DAX Eigencharts

Research question

When I was 12 years old, I saw an intraday chart of the German stock index (DAX) for the first time. It was in the local newspaper and came with lots of numbers and figures for different stocks, currencies, commodities etc. And all these numbers and especially the DAX intraday chart fascinated me at once: It was love on the first sight!

Since then I have seen many hundrets of DAX charts. And at some point I had the strange feeling, that there is only a limited number of different DAX charts. And if that assumption holds true, one could take advantage of that. My idea was was the following: If I only saw the first half of the DAX intraday chart, I could try to find similar charts and predict a trend for the second half of the day and bet either on stocks going further up or down.
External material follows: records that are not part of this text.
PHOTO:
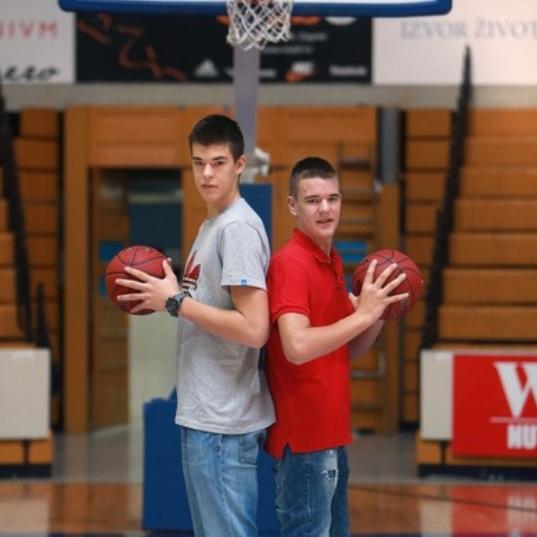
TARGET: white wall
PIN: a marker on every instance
(61, 96)
(152, 340)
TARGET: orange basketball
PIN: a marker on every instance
(413, 284)
(140, 257)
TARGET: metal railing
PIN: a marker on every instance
(445, 215)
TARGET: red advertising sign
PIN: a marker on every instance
(495, 406)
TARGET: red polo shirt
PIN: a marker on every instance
(312, 400)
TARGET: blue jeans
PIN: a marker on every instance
(220, 474)
(311, 493)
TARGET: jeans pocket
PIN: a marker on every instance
(249, 446)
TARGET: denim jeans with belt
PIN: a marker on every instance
(220, 474)
(311, 493)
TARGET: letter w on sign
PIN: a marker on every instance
(516, 390)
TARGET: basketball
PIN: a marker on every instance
(140, 257)
(413, 284)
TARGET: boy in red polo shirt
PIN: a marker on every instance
(316, 326)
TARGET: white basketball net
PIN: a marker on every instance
(254, 23)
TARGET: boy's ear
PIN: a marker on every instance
(291, 205)
(240, 164)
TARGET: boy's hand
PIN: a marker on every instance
(150, 292)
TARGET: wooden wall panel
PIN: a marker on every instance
(496, 215)
(38, 187)
(427, 155)
(7, 285)
(492, 323)
(428, 123)
(421, 187)
(39, 123)
(420, 218)
(503, 122)
(490, 286)
(489, 249)
(41, 219)
(76, 267)
(498, 183)
(39, 155)
(126, 137)
(6, 249)
(501, 152)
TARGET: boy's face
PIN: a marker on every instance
(216, 174)
(317, 208)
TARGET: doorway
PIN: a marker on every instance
(131, 357)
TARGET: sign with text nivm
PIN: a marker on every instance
(37, 43)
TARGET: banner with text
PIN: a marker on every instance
(502, 37)
(136, 48)
(495, 406)
(36, 42)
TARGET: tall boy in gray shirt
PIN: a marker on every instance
(223, 402)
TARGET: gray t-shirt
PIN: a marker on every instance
(221, 387)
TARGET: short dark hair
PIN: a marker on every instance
(218, 129)
(308, 168)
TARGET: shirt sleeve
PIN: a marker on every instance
(288, 288)
(244, 256)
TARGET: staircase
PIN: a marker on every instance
(10, 331)
(490, 286)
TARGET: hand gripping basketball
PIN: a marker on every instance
(413, 283)
(140, 257)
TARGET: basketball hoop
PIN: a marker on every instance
(254, 23)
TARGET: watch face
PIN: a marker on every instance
(172, 305)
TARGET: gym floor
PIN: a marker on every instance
(96, 491)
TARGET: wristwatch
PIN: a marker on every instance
(173, 304)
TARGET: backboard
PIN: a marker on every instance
(348, 8)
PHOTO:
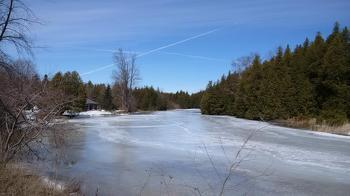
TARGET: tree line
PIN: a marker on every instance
(310, 81)
(110, 96)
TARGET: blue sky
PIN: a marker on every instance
(192, 42)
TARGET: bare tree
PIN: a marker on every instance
(27, 109)
(15, 20)
(125, 77)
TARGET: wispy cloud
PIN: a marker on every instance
(177, 43)
(153, 50)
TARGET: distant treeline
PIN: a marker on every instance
(144, 98)
(310, 81)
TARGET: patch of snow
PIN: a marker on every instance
(95, 113)
(331, 134)
(59, 186)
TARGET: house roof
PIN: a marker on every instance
(89, 101)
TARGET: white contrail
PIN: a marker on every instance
(154, 50)
(177, 43)
(195, 56)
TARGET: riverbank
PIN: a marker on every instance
(16, 180)
(311, 124)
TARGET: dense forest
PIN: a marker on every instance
(310, 81)
(144, 98)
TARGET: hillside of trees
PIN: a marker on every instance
(144, 98)
(310, 81)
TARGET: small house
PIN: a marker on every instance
(92, 105)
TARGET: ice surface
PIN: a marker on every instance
(121, 153)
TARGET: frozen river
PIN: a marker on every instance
(185, 153)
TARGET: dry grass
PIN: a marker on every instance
(312, 124)
(17, 181)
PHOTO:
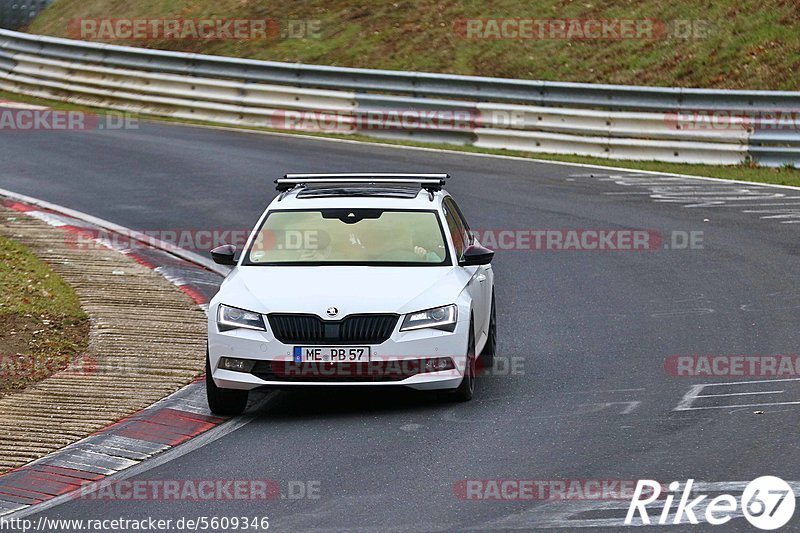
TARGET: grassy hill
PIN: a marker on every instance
(752, 44)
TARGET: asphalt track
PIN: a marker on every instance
(592, 399)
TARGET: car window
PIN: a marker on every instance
(457, 230)
(349, 236)
(457, 227)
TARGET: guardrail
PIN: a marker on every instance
(609, 121)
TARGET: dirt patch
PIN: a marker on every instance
(34, 347)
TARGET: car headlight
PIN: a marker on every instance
(437, 318)
(232, 317)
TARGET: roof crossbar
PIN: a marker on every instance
(429, 182)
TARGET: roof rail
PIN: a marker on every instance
(429, 182)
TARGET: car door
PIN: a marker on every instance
(478, 286)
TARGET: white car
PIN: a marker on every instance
(352, 280)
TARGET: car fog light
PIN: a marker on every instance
(236, 365)
(438, 364)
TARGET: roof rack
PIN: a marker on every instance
(429, 182)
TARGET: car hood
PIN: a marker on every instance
(351, 289)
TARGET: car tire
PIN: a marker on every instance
(223, 402)
(490, 348)
(466, 389)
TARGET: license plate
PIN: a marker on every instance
(331, 354)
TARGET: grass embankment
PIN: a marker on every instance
(748, 44)
(42, 325)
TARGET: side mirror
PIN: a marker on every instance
(476, 255)
(224, 255)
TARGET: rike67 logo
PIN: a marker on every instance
(767, 503)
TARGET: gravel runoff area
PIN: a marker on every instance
(147, 340)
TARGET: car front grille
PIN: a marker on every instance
(311, 329)
(333, 372)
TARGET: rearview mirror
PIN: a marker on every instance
(476, 255)
(224, 255)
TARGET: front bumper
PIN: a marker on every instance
(403, 351)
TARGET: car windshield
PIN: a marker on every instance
(350, 237)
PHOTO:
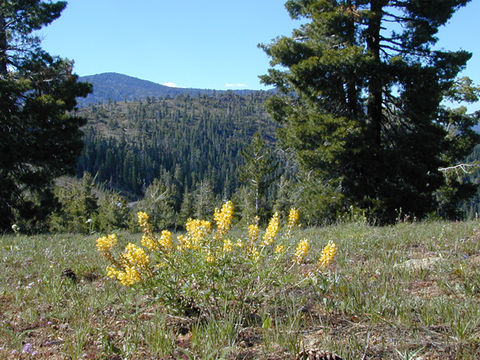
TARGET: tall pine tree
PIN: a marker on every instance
(355, 78)
(39, 137)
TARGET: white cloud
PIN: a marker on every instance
(238, 85)
(170, 84)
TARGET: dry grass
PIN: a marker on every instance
(410, 291)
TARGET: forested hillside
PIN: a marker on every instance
(119, 87)
(129, 144)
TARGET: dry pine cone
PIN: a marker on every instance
(316, 354)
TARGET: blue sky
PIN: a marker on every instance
(198, 43)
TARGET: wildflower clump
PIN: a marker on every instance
(328, 254)
(293, 216)
(223, 218)
(302, 249)
(106, 243)
(207, 264)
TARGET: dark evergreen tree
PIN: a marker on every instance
(39, 137)
(355, 105)
(78, 207)
(258, 172)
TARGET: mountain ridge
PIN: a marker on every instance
(112, 86)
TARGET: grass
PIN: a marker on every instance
(409, 291)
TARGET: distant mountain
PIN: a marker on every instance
(119, 87)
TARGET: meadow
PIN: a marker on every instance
(407, 291)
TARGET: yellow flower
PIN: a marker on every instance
(106, 243)
(197, 230)
(328, 254)
(135, 255)
(166, 239)
(254, 254)
(292, 220)
(301, 252)
(143, 219)
(209, 257)
(227, 245)
(112, 272)
(148, 241)
(253, 233)
(223, 218)
(272, 230)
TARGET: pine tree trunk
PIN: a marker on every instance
(375, 83)
(3, 46)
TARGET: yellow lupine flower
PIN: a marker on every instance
(253, 233)
(223, 218)
(301, 252)
(143, 219)
(254, 254)
(135, 255)
(272, 230)
(148, 241)
(279, 249)
(209, 257)
(227, 245)
(166, 239)
(293, 216)
(106, 243)
(328, 254)
(112, 272)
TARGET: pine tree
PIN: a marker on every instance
(360, 118)
(258, 171)
(39, 137)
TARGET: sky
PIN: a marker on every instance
(209, 44)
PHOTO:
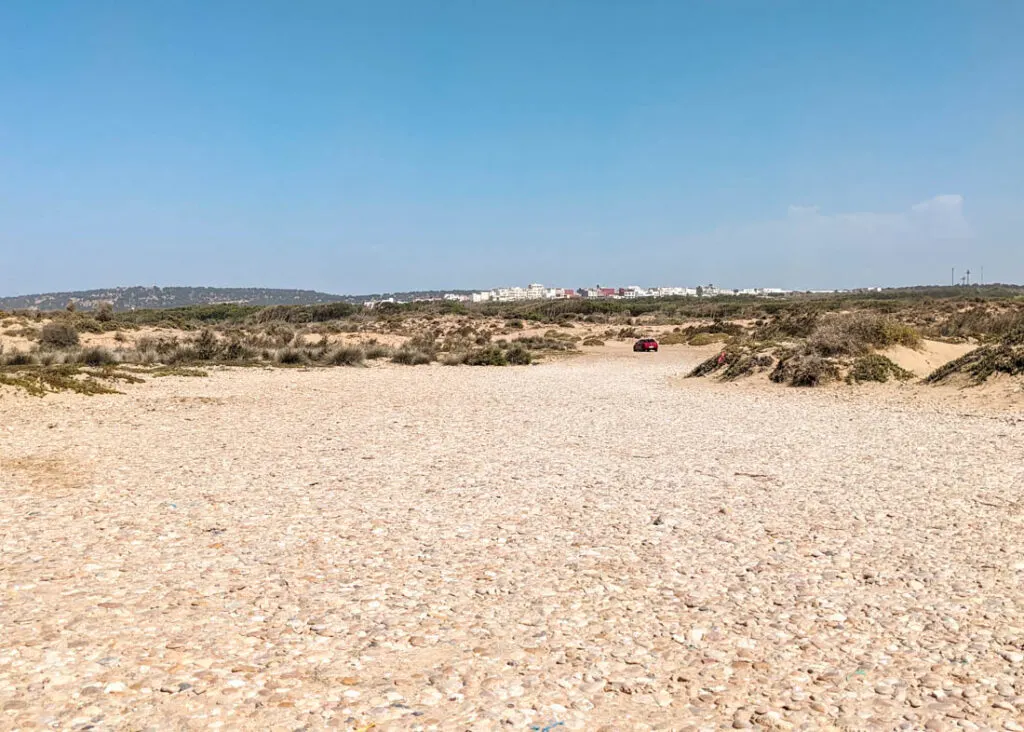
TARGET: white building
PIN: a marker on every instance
(536, 292)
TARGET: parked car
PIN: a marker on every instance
(645, 344)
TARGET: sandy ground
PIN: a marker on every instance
(931, 355)
(587, 544)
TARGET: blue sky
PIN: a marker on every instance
(365, 146)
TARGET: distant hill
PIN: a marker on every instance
(139, 298)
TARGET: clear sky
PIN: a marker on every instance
(377, 145)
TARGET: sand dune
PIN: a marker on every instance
(590, 543)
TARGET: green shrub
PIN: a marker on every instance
(517, 355)
(876, 367)
(17, 357)
(412, 356)
(104, 312)
(1006, 356)
(96, 356)
(455, 358)
(377, 350)
(486, 356)
(346, 355)
(804, 370)
(290, 356)
(706, 339)
(58, 334)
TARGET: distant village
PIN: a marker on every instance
(541, 292)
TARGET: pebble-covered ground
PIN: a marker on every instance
(588, 544)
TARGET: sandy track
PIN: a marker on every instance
(588, 542)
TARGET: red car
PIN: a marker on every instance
(645, 344)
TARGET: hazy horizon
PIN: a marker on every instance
(355, 148)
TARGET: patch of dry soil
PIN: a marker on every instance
(584, 542)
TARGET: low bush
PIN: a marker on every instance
(95, 356)
(290, 356)
(377, 350)
(876, 367)
(857, 334)
(412, 356)
(58, 334)
(803, 370)
(706, 339)
(486, 356)
(1006, 356)
(346, 355)
(18, 357)
(517, 355)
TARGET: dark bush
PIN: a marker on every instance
(412, 356)
(876, 367)
(346, 355)
(517, 355)
(96, 355)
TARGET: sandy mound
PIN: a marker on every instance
(929, 357)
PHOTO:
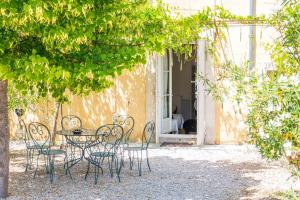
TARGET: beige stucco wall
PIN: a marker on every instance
(223, 122)
(126, 96)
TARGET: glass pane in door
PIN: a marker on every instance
(166, 107)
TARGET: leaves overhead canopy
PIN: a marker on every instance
(51, 46)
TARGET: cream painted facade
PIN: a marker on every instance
(134, 92)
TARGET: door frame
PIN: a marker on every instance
(200, 96)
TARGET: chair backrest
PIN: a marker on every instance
(24, 132)
(70, 122)
(127, 123)
(40, 134)
(148, 134)
(110, 136)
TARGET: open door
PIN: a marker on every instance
(164, 94)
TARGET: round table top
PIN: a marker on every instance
(85, 132)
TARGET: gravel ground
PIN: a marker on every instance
(208, 172)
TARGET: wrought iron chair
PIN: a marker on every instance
(138, 151)
(127, 123)
(105, 147)
(72, 122)
(41, 138)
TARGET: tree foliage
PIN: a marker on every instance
(270, 101)
(54, 46)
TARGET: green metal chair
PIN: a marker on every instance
(127, 123)
(74, 152)
(41, 138)
(105, 147)
(138, 151)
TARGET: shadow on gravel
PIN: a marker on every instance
(170, 179)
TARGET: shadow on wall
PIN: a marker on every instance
(171, 178)
(232, 128)
(126, 96)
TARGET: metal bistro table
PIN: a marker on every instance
(77, 143)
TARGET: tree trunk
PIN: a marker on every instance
(4, 141)
(58, 105)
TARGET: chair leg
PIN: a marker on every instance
(96, 174)
(110, 163)
(130, 160)
(37, 165)
(140, 162)
(51, 168)
(27, 159)
(118, 169)
(148, 163)
(67, 166)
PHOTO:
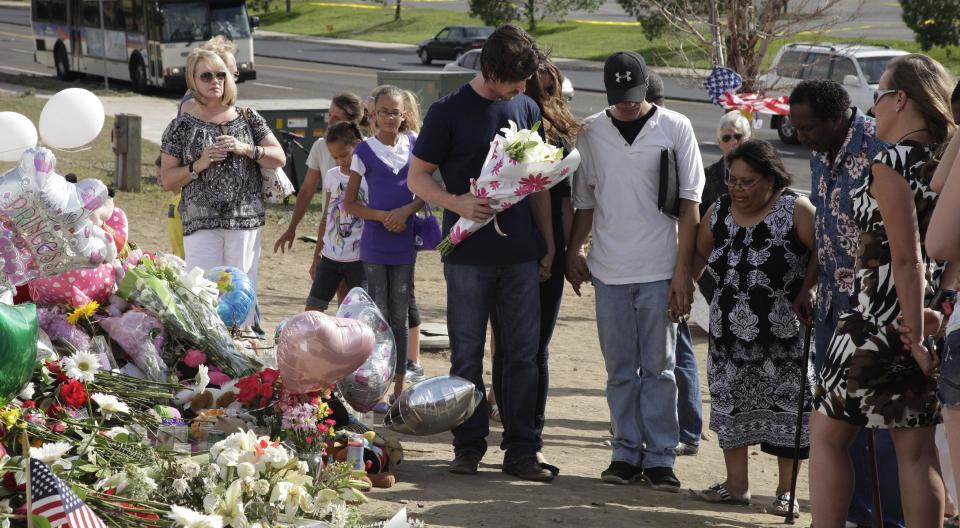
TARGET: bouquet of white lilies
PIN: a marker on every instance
(519, 163)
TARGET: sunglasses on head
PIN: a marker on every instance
(210, 76)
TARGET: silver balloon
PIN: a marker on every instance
(434, 405)
(366, 386)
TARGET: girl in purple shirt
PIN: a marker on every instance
(387, 246)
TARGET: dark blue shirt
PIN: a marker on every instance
(837, 234)
(456, 136)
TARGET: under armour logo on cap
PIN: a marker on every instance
(625, 77)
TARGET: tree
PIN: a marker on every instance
(493, 12)
(534, 11)
(934, 22)
(734, 33)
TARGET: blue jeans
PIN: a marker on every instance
(638, 343)
(861, 507)
(507, 295)
(689, 402)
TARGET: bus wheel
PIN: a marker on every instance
(138, 74)
(62, 64)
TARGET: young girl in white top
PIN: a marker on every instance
(337, 257)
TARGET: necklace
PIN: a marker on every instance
(909, 133)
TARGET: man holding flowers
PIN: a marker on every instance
(490, 276)
(639, 264)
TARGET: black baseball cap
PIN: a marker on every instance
(625, 77)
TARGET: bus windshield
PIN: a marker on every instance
(195, 21)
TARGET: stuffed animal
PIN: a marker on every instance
(380, 454)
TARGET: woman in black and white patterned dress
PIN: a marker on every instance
(213, 153)
(755, 244)
(869, 378)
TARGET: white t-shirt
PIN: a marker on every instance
(319, 158)
(395, 156)
(341, 240)
(632, 241)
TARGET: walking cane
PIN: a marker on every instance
(875, 478)
(791, 514)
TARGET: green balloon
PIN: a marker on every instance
(18, 347)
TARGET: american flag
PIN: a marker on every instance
(53, 500)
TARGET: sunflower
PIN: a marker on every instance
(83, 312)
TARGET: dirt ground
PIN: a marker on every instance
(576, 436)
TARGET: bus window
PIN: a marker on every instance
(184, 22)
(132, 15)
(90, 15)
(50, 10)
(230, 21)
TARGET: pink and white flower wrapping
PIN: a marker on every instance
(518, 163)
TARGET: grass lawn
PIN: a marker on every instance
(94, 162)
(374, 21)
(571, 39)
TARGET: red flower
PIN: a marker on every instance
(269, 376)
(73, 393)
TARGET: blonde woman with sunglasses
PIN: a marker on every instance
(213, 153)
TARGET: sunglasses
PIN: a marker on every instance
(210, 76)
(880, 93)
(740, 184)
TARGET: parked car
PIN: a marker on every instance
(452, 42)
(470, 61)
(855, 66)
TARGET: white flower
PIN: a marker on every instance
(187, 518)
(246, 469)
(27, 392)
(261, 487)
(109, 405)
(202, 379)
(82, 366)
(50, 452)
(118, 433)
(190, 469)
(211, 503)
(181, 486)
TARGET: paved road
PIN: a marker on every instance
(298, 79)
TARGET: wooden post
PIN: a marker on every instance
(126, 145)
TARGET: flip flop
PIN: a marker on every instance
(718, 493)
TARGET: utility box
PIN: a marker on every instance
(428, 85)
(297, 124)
(125, 138)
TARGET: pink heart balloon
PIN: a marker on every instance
(316, 350)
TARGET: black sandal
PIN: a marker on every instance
(551, 468)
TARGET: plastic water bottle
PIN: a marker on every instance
(355, 451)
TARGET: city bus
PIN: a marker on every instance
(145, 42)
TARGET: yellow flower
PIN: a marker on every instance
(83, 312)
(10, 415)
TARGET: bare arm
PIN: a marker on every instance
(542, 217)
(895, 200)
(946, 165)
(681, 286)
(420, 181)
(943, 237)
(804, 225)
(577, 270)
(304, 196)
(704, 245)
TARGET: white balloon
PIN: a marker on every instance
(18, 134)
(71, 119)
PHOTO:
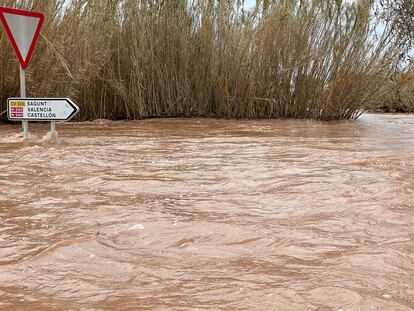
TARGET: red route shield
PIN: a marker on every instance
(24, 62)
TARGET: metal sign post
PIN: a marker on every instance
(23, 29)
(25, 123)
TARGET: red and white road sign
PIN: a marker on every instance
(23, 29)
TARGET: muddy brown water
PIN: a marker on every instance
(205, 214)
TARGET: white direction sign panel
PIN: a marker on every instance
(41, 109)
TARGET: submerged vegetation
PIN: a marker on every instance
(135, 59)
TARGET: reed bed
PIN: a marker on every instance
(136, 59)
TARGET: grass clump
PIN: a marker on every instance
(134, 59)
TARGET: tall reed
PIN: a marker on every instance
(134, 59)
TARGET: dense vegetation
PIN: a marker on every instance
(147, 58)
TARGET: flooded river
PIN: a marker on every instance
(205, 214)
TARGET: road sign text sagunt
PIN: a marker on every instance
(41, 109)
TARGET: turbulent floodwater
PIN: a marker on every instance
(204, 214)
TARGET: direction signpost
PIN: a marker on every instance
(23, 29)
(41, 109)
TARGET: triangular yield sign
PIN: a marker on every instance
(23, 29)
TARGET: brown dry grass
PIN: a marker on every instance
(136, 59)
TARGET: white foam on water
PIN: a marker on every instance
(50, 136)
(137, 227)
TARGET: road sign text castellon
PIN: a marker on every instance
(23, 29)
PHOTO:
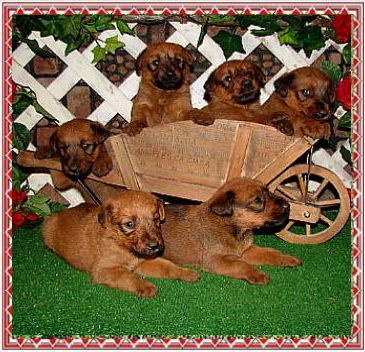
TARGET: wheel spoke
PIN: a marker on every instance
(302, 185)
(328, 203)
(288, 225)
(320, 189)
(326, 220)
(287, 193)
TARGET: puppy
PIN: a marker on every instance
(80, 145)
(163, 94)
(231, 90)
(217, 234)
(300, 105)
(304, 98)
(115, 242)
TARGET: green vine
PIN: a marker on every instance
(75, 31)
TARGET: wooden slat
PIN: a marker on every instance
(175, 188)
(123, 162)
(281, 162)
(237, 158)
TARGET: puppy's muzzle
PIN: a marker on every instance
(169, 81)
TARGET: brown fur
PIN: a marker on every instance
(80, 145)
(288, 109)
(115, 242)
(161, 99)
(217, 234)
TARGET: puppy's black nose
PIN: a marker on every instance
(286, 207)
(322, 114)
(247, 84)
(153, 246)
(73, 168)
(170, 74)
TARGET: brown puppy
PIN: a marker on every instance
(163, 94)
(231, 90)
(115, 242)
(217, 234)
(304, 97)
(300, 105)
(80, 145)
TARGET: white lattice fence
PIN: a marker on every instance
(118, 100)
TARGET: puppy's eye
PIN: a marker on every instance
(258, 200)
(130, 225)
(88, 147)
(306, 92)
(156, 219)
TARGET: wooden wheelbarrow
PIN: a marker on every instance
(190, 161)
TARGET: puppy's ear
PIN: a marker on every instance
(161, 209)
(189, 58)
(332, 93)
(222, 204)
(283, 84)
(104, 214)
(101, 132)
(260, 76)
(139, 62)
(208, 85)
(49, 151)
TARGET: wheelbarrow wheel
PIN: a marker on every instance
(319, 210)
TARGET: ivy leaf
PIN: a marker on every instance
(37, 199)
(289, 36)
(203, 31)
(346, 154)
(21, 136)
(229, 43)
(33, 45)
(124, 28)
(346, 53)
(67, 25)
(113, 44)
(18, 176)
(99, 54)
(332, 70)
(103, 22)
(38, 204)
(345, 121)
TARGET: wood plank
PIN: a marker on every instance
(237, 158)
(282, 161)
(123, 162)
(175, 188)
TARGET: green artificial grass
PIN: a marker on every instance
(52, 299)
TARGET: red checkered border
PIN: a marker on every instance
(355, 341)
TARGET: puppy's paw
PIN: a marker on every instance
(134, 127)
(257, 277)
(201, 117)
(289, 261)
(190, 276)
(316, 130)
(102, 166)
(283, 125)
(146, 290)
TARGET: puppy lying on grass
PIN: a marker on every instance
(217, 234)
(115, 242)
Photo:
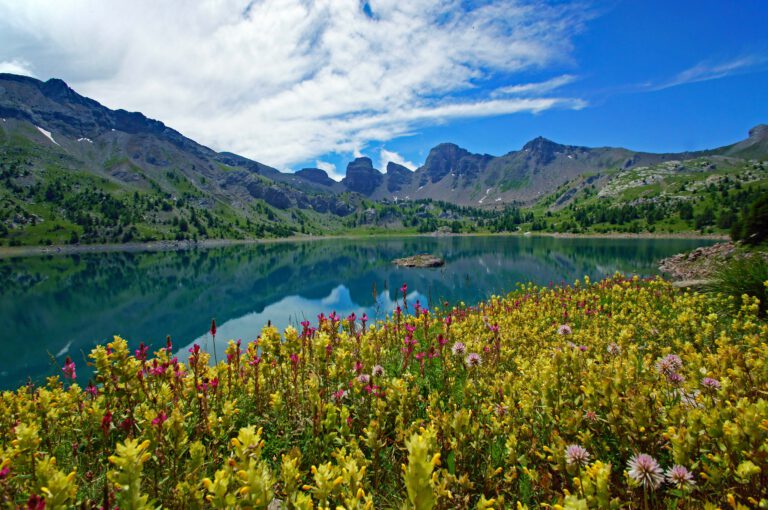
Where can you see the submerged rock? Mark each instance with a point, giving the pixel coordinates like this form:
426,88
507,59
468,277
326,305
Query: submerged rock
422,260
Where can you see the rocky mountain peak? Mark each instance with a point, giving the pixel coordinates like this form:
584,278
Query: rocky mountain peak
759,132
316,175
542,150
362,177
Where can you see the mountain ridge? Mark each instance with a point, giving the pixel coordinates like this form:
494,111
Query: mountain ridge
104,175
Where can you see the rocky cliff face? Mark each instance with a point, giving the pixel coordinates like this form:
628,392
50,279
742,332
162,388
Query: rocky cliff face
362,177
133,149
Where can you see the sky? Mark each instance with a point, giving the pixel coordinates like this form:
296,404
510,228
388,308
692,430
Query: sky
300,83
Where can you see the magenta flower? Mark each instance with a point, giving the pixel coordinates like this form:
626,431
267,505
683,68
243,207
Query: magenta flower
106,421
141,352
92,390
458,349
710,384
675,379
160,419
680,477
69,369
669,364
576,455
645,470
474,360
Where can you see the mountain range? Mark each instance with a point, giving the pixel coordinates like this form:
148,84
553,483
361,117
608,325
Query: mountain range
47,125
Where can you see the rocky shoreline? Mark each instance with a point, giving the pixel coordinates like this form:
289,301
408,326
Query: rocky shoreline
422,260
697,265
To do this, I need to answer three questions:

  • Are there characteristic Eigencharts that explain the intraday DAX movement?
  • If yes, how many of these Eigencharts do I need to capture a reasonable amount of the total variance in DAX movements?
  • If dimensionality reduction does not work efficiently, can we at least cluster DAX movements?

My approach

Data

There are plenty of possibilities to get intraday charts for all kinds of stocks, indices, currencies etc. from the internet. In this project we work with data from BacktestMarket. They provide a history of DAX charts on a daily basis back to 2000. It comes as so called tick data: You get DAX values for each minute: Open, high, low, close and volume.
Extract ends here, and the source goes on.